Common Applications:
The versatility of concrete helps in all types of construction. Some common applications are:
○ Building Foundations
Concrete provides a foundation. All houses, factories, hospitals, schools, and skyscrapers stand stand on this foundation. Without concrete, buildings would sway under load and collapse. It gives them durability and longevity.
○ Roads and Highways
Roads and highways need material that can withstand wear. Concrete is the only option that can take continuous weathering from traffic and still stay smooth for a long time. Its elastic properties help the road resist deformation from pressure.
○ Bridges and Infrastructure
Concrete adds the holding power and duration for infrastructure like bridges and dams. Human life hangs on bridges every day. They easily carry countless tons of traffic hundreds of feet above sea level. Concrete keeps them standing through storms and earthquakes.
Dams, on the other hand, control entire bodies of water.
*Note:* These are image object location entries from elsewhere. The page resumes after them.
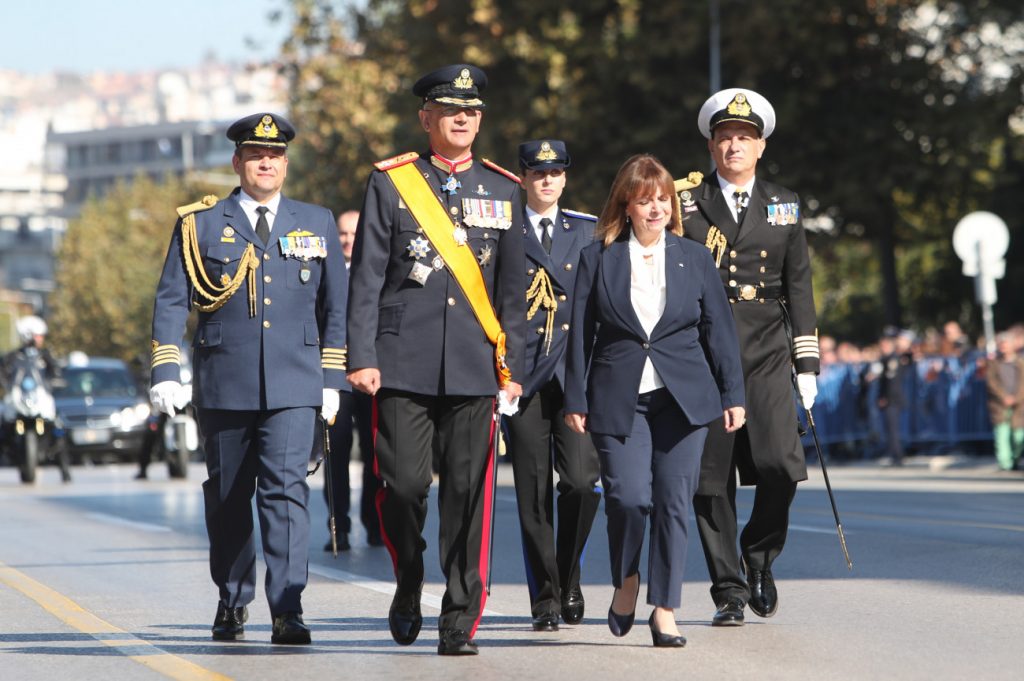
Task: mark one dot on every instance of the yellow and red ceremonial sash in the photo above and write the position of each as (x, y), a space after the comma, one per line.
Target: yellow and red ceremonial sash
(425, 208)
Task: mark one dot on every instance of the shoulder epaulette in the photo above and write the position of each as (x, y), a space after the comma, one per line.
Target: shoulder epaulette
(583, 216)
(207, 203)
(691, 181)
(494, 166)
(396, 161)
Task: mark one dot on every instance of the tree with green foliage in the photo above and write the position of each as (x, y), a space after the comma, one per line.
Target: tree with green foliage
(108, 268)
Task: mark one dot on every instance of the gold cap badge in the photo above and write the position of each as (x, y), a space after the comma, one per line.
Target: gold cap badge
(464, 81)
(546, 153)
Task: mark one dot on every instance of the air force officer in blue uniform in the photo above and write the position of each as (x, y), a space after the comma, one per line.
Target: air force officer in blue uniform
(652, 358)
(268, 279)
(541, 441)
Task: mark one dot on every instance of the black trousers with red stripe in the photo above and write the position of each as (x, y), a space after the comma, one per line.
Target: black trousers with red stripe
(413, 430)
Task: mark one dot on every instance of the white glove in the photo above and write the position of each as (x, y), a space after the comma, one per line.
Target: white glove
(808, 386)
(506, 408)
(332, 400)
(168, 395)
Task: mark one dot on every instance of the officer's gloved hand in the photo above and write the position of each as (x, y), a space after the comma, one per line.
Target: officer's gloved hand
(332, 400)
(166, 395)
(808, 385)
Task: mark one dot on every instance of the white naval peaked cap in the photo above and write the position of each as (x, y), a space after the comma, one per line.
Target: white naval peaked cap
(736, 103)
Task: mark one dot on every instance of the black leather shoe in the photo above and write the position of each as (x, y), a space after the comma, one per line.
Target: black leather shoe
(343, 544)
(290, 630)
(764, 597)
(665, 640)
(456, 642)
(730, 613)
(572, 605)
(622, 624)
(548, 622)
(404, 619)
(227, 626)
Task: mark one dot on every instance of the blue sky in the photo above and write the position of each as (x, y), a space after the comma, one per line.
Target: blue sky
(82, 36)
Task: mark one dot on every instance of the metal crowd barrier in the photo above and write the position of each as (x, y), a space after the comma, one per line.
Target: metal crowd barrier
(945, 408)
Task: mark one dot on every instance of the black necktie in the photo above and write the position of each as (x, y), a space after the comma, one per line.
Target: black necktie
(262, 226)
(546, 233)
(741, 200)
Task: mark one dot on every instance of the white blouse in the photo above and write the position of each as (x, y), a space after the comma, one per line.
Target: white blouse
(647, 293)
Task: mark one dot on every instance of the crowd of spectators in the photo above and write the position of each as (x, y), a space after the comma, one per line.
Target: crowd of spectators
(933, 392)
Using concrete in the construction of dams offers more resistance to water and reliability. They don’t damage easily like the general embankment dams.
○ Marine and Coastal Structures
Marine and coastal structures face constant impact from water. These structures include piers, seawalls, breakwaters, groynes, and revetments. Concrete saves these structures from penetration by water or salt due to its low permeability. Saltwater can cause corrosion, which weakens metals and other materials in the building.
○ Industrial Floors and Pavements
Surfaces in industrial settings bear heavy machinery, thuds and falls, chemicals, and screeches. A normal floor would require frequent maintenance. Concrete flooring can handle the rough treatment of industries and save considerable expenses.
Conclusion
In conclusion, concrete and cement both play their unique roles in founding formidable structures. One cannot work without the other in large-scale infrastructure.